Back in ancient times (i.e. 2016), they worked with two servers at IRS. A server that ran SAS, called THOR, and a separate server for Stata. The Stata server had 32GB of RAM split across all users (LOL). Many of the datasets we work with are hundreds (or thousands) of GBs, rendering it infeasible to run regressions or clean data on a server with only 32GB of RAM. This meant we needed to work mainly in SAS. As a result, our group has developed a set of handy SAS macros (functions) that help execute common operations. These are contained in the file.

At Census, we work on the Integrated Research Environment (IRE) server that runs Stata, SAS, and other programs (R, Python, etc). The server allows users to easily request large amounts of RAM, allowing us to execute the majority of our jobs in Stata. Because of this improved setup, we mainly use SAS as a tool to clean and subset the raw data down to a size that is usable in Stata.

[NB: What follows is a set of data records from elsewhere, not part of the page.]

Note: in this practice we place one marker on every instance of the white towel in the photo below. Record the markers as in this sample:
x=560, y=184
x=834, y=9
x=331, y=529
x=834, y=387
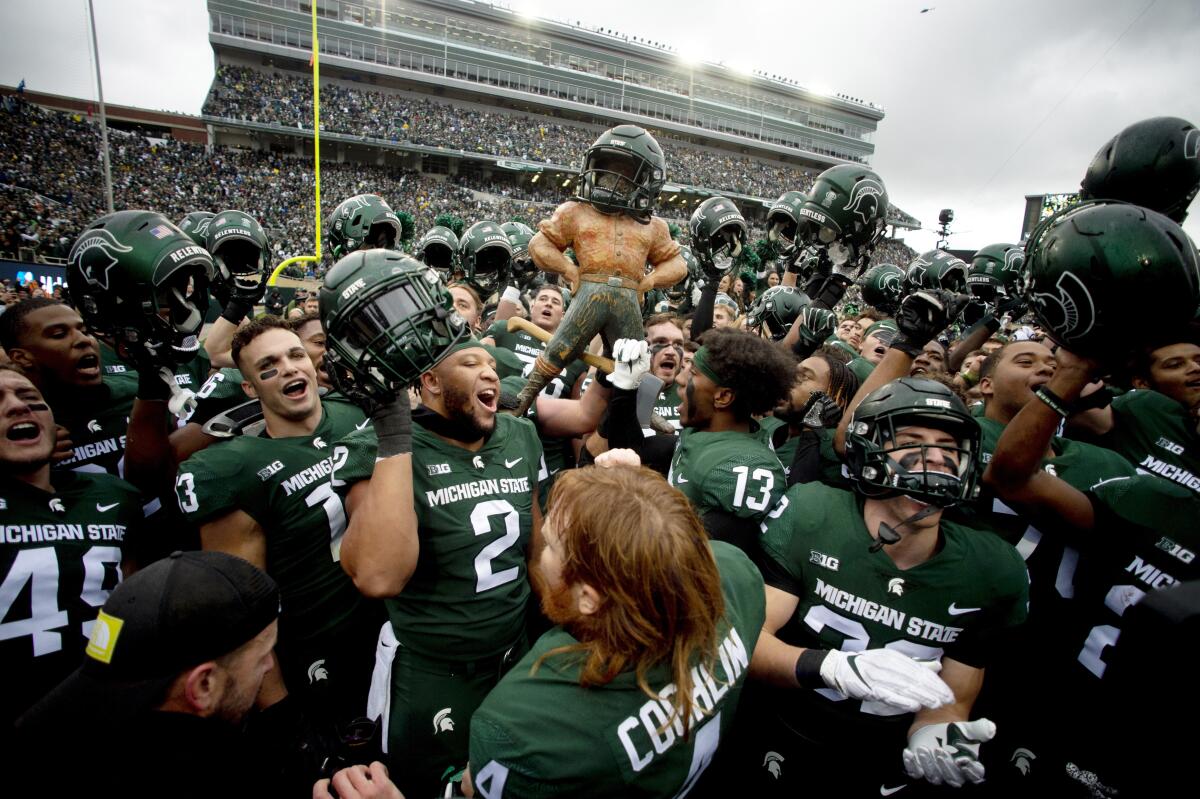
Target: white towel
x=379, y=697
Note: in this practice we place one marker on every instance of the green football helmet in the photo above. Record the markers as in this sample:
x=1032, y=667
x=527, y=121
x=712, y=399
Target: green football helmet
x=196, y=226
x=361, y=221
x=847, y=204
x=718, y=233
x=881, y=468
x=995, y=270
x=240, y=251
x=388, y=319
x=936, y=269
x=486, y=254
x=438, y=248
x=623, y=172
x=882, y=287
x=137, y=277
x=1089, y=265
x=777, y=308
x=1153, y=163
x=523, y=269
x=783, y=218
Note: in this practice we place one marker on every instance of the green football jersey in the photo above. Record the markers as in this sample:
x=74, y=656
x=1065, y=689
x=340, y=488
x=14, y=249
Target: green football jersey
x=1157, y=434
x=219, y=394
x=527, y=349
x=541, y=734
x=97, y=419
x=467, y=596
x=667, y=406
x=727, y=472
x=861, y=367
x=958, y=604
x=283, y=484
x=61, y=557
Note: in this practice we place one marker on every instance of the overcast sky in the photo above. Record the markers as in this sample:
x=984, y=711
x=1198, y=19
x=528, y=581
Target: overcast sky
x=987, y=100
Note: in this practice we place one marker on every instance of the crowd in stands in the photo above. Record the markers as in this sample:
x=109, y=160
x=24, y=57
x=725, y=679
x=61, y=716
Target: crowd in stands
x=52, y=185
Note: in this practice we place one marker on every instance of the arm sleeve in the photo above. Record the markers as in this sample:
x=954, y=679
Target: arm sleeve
x=559, y=228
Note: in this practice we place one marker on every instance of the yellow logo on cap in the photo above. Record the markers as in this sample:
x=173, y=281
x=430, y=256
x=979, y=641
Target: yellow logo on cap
x=103, y=637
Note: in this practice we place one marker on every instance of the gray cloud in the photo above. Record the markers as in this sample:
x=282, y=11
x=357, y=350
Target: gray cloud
x=963, y=84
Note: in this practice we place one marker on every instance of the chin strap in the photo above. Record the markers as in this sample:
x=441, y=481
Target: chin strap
x=888, y=534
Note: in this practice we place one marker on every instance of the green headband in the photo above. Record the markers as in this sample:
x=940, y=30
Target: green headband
x=700, y=362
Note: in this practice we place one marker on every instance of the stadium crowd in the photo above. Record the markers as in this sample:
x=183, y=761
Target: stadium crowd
x=571, y=508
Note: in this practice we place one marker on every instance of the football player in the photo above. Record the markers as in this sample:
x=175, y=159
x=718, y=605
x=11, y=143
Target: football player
x=443, y=506
x=719, y=461
x=268, y=499
x=1079, y=275
x=1132, y=535
x=67, y=539
x=882, y=576
x=636, y=688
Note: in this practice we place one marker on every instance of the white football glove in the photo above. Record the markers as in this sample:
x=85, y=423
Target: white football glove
x=886, y=676
x=948, y=752
x=633, y=361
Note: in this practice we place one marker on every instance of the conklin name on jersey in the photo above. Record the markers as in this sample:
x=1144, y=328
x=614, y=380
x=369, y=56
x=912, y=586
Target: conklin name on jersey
x=467, y=596
x=283, y=484
x=541, y=733
x=60, y=556
x=816, y=548
x=729, y=472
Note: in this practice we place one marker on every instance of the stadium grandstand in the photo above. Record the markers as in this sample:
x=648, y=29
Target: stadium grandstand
x=442, y=107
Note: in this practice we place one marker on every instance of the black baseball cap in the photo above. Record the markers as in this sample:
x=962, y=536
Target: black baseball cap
x=177, y=613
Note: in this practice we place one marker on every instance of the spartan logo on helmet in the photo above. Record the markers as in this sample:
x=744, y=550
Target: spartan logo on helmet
x=442, y=721
x=317, y=671
x=95, y=254
x=864, y=199
x=1192, y=144
x=1071, y=312
x=1013, y=262
x=1023, y=761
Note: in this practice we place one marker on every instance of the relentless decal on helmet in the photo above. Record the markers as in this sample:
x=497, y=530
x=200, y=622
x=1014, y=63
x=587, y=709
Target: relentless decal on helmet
x=94, y=253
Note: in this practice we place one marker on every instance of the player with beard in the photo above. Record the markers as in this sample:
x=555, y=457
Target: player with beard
x=268, y=499
x=1133, y=536
x=636, y=688
x=69, y=536
x=876, y=340
x=719, y=461
x=821, y=394
x=53, y=347
x=665, y=337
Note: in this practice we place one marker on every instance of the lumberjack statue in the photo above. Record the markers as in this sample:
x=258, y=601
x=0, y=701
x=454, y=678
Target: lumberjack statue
x=615, y=235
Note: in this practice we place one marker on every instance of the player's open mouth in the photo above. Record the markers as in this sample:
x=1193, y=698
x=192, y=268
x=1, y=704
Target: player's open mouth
x=88, y=365
x=24, y=432
x=295, y=389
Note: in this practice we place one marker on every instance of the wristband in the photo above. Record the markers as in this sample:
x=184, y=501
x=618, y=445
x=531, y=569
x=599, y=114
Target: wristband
x=808, y=667
x=1054, y=401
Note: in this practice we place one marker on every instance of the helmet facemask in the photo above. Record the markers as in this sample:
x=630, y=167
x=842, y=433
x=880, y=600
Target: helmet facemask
x=889, y=469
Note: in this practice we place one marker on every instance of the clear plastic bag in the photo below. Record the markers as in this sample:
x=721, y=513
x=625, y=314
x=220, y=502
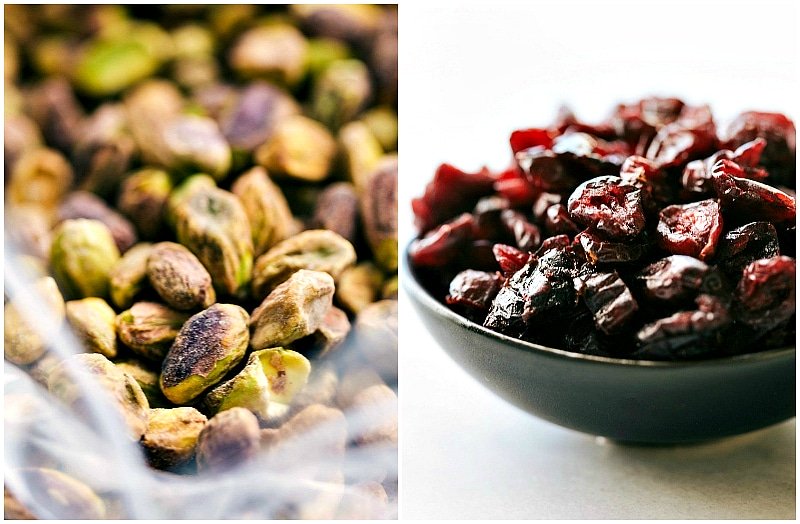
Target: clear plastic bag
x=57, y=460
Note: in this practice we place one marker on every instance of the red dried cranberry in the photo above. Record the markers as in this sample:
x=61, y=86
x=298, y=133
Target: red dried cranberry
x=599, y=250
x=609, y=300
x=558, y=222
x=512, y=185
x=682, y=335
x=609, y=205
x=750, y=199
x=525, y=234
x=674, y=279
x=474, y=289
x=765, y=296
x=451, y=192
x=509, y=258
x=743, y=245
x=443, y=245
x=525, y=138
x=690, y=229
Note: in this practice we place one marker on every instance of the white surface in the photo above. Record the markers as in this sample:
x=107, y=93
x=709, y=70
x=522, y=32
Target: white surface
x=470, y=74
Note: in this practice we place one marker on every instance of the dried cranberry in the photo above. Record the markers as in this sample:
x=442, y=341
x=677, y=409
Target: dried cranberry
x=512, y=185
x=765, y=296
x=690, y=229
x=685, y=334
x=674, y=279
x=542, y=203
x=525, y=138
x=743, y=245
x=451, y=192
x=780, y=135
x=599, y=250
x=443, y=245
x=558, y=222
x=474, y=289
x=509, y=258
x=609, y=300
x=609, y=205
x=750, y=199
x=526, y=235
x=542, y=289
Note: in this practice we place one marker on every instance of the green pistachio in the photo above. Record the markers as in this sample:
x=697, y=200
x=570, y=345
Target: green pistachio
x=208, y=345
x=229, y=438
x=92, y=320
x=82, y=256
x=23, y=344
x=126, y=394
x=128, y=274
x=270, y=218
x=340, y=92
x=143, y=198
x=149, y=329
x=171, y=436
x=299, y=148
x=213, y=224
x=295, y=309
x=316, y=250
x=179, y=277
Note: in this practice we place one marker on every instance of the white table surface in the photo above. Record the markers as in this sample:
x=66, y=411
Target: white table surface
x=470, y=73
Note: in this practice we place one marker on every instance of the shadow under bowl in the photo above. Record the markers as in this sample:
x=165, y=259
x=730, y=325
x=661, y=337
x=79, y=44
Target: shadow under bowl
x=637, y=401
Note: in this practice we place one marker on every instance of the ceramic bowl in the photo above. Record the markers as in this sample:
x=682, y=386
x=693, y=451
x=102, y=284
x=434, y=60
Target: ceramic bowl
x=636, y=401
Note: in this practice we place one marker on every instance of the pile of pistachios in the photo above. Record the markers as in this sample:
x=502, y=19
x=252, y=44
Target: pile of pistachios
x=207, y=197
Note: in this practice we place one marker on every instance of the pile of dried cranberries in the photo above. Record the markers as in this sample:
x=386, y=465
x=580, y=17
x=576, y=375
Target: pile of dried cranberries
x=646, y=236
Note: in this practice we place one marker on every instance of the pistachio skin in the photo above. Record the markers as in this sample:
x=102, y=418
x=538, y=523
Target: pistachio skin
x=208, y=345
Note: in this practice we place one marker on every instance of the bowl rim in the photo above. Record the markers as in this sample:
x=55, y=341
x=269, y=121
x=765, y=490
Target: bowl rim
x=414, y=288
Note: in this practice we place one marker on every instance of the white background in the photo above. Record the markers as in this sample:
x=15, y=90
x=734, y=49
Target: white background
x=470, y=73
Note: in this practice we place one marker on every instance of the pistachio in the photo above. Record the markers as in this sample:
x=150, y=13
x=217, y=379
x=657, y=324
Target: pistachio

The Databank contains tax records for the US population between 1969-2017. Together, these files are approximately 6TB — too large to use in Stata. That said, we are almost always interested in studying a small subset of the variables and population contained in the Databank. For example, we may want incomes and addresses of kids, and their parents, born between 1978-1991. We can make these restrictions on the Databank in SAS and output a relatively smaller Stata file containing the sample and variables we need.